Il castello venne edificato sopra i resti di un “castrum” romano, di epoca incerta e compare già sin dal 1250 come proprietà di una antica famiglia di origini normanne, quella degli Alberteschi. La famiglia nobiliare di Papa Sisto V, lo acquistò dagli Anguillara ed iniziò dei lussuosi lavori di restauro che lo trasformarono da fortezza in sfarzosa residenza, con ampi saloni e corti interne.
Ceduto poi ad una delle più ricche famiglie capitoline, i Falconieri, fu ulteriormente impreziosito con una chiesa interna, di fattura barocca, un imponente scalone e dei pregevoli affreschi nelle enormi stanze da ballo e ricevimento. Ebbe il suo massimo fulgore nel 1700 per poi entrare in un deprecabile stato di abbandono, anche per le condizioni malariche della zona attorno al castello.
Dopo innumerevoli passaggi di proprietà venne acquisito dalla famiglia Albertini che lo portò a nuovo splendore investendo e trasformando i terreni circostanti in una tenuta agricola all’avanguardia, bonificando l’intera zona ed aprendolo anche ai visitatori. Al suo interno ora è presente una nota cantina di vini e un ristorante tipico con un menù molto ricercato.
Ampi giardini con pini centenari introducono il visitatore all’interno dell’edificio dove è ammirabile una enorme sala con un monumentale camino. Ai piani superiori presenti ammirabili affreschi di Pier Leone Ghezzi in tutti gli ambienti, con panorami alberati, che ne fanno una location ideale per ricevimenti o matrimoni, proposti dagli eredi di Luigi Albertini come una delle migliori dimore storiche laziali.
La leggenda

Il fattore del principe Falconieri, un certo Pagliaccetto, aveva bisogno di abbeverare le numerose mandrie di animali del principe. Occorreva quindi sopperire alla mancanza di acqua e costruire dei fontanili. Pagliaccetto sfidò il diavolo a costruirne 99 in una sola notte in cambio della sua anima. Il diavolo vinse ed ora i resti di buona parte di questi fontanili sono visitabili grazie a un percorso naturalistico di grande pregio.

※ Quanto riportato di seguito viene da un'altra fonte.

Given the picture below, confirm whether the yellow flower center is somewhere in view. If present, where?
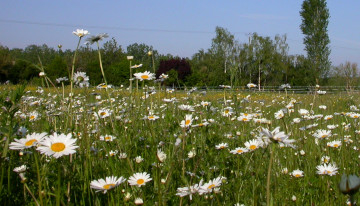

Come arrivare a Torrimpietra
Utilizzare la via Aurelia fino al chilometro 25 oppure prendere l’autostrada per Civitavecchia uscendo appunto al casello di Torrimpietra. Consigliamo una visita alla cantina dell’omonima cittadina, ricca di circa 3.000 tipi di vino, e di degustare cibi al ristorante interno, previa prenotazione. Ampio parcheggio gratuito ed ombroso a pochi passi dall’entrata del castello.